Robert Jesson

Personal information
- Full name: Robert Wilfred Fairey Jesson
- Born: 17 June 1886 Southampton, Hampshire, England
- Died: 22 February 1917 (aged 30) near Kut, Ottoman Empire
- Batting: Right-handed
- Bowling: Leg break

Domestic team information
- 1907–1908: Hampshire
- 1908: Oxford University

Career statistics
| Competition | First-class |
| Matches | 15 |
| Runs scored | 198 |
| Batting average | 8.25 |
| 100s/50s | –/– |
| Top score | 38 |
| Balls bowled | 882 |
| Wickets | 21 |
| Bowling average | 25.14 |
| 5 wickets in innings | 1 |
| 10 wickets in match | – |
| Best bowling | 5/42 |
| Catches/stumpings | 8/– |
- Source: Cricinfo, 2 February 2010

= Robert Jesson =

English cricketer

Robert Wilfred Fairey Jesson (17 June 1886 – 22 February 1917) was an English first-class cricketer and British Army officer.
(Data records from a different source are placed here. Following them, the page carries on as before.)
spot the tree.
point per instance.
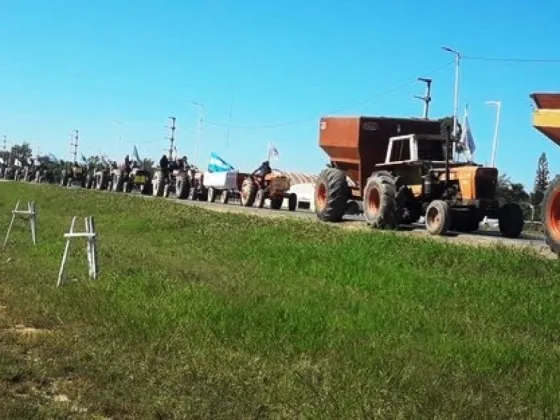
(22, 152)
(542, 179)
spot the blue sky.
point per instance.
(84, 64)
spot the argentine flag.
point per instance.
(217, 164)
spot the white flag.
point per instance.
(467, 139)
(272, 152)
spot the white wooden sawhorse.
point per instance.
(31, 213)
(91, 248)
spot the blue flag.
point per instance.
(217, 164)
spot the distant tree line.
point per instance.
(23, 153)
(531, 203)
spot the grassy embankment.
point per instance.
(206, 315)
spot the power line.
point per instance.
(513, 60)
(338, 111)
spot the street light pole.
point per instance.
(198, 129)
(498, 105)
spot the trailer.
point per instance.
(225, 185)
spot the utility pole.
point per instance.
(427, 98)
(172, 138)
(498, 105)
(74, 144)
(198, 129)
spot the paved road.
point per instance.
(483, 238)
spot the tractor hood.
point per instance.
(546, 118)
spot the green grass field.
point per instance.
(221, 316)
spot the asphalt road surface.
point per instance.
(533, 241)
The son of Robert Jesson, a solicitor's clerk, he was born at Southampton in June 1886. He was firstly educated in Southampton at Handel College, before attending Sherborne School, where he played for the school cricket team. From Sherborne, he matriculated to Merton College, Oxford. Having appeared in the freshman's match at Oxford in 1907, Jesson made his debut in first-class cricket in the summer of the same year for Hampshire against Warwickshire at Southampton in the County Championship. He met with success on debut, taking a five wicket haul in Warwickshire's first innings. He made a further ten appearances for Hampshire in 1907, taking 17 wickets at an average of 28.66 in the season with his leg break bowling. In 1908, he made what was to be his only first-class appearance for Oxford University, against the Marylebone Cricket Club at Lord's. He made a further two first-class appearances for Hampshire in the 1908 County Championship, before making a final appearance in the 1910 County Championship against Sussex. His overall first-class career for Hampshire saw him take 21 wickets and score 198 runs, with a highest score of 38. Outside of cricket, Jesson played rugby union for both the Trojans and Rosslyn Park.
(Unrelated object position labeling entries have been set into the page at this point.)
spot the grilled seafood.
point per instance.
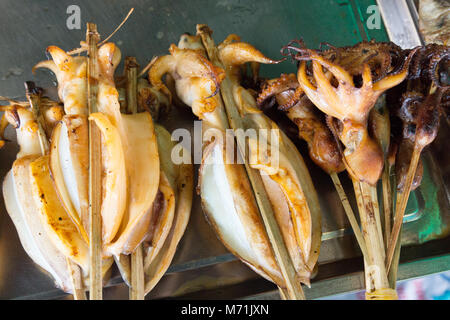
(145, 197)
(347, 91)
(321, 144)
(230, 205)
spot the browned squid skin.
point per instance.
(421, 104)
(321, 144)
(353, 79)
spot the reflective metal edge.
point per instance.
(399, 23)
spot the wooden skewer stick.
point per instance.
(95, 169)
(401, 202)
(387, 201)
(375, 271)
(294, 289)
(137, 289)
(34, 96)
(349, 212)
After graduating from Oxford, he worked in Southampton as a managing clerk with Hepherd & Winstanley. Jesson served in the First World War, being commissioned as a temporary second lieutenant on 26 August 1914. 22 days later he was posted to the 5th (Service) Battalion, Wiltshire Regiment, with promotion to temporary lieutenant following in December. He was made a temporary captain in March 1915, and saw action that year during the Gallipoli campaign, being wounded in action in August. He returned to his regiment in October, but was invalided home with shell shock shortly after. Jesson returned to action in July 1916, when he took part in the Mesopotamian campaign. He received his final appointment in September 1916, when he was made a temporary major whilst second in command of a battalion. Jesson was killed in action by an Ottoman sniper on 22 February 1917 near Kut, one day before the commencement of the Second Battle of Kut.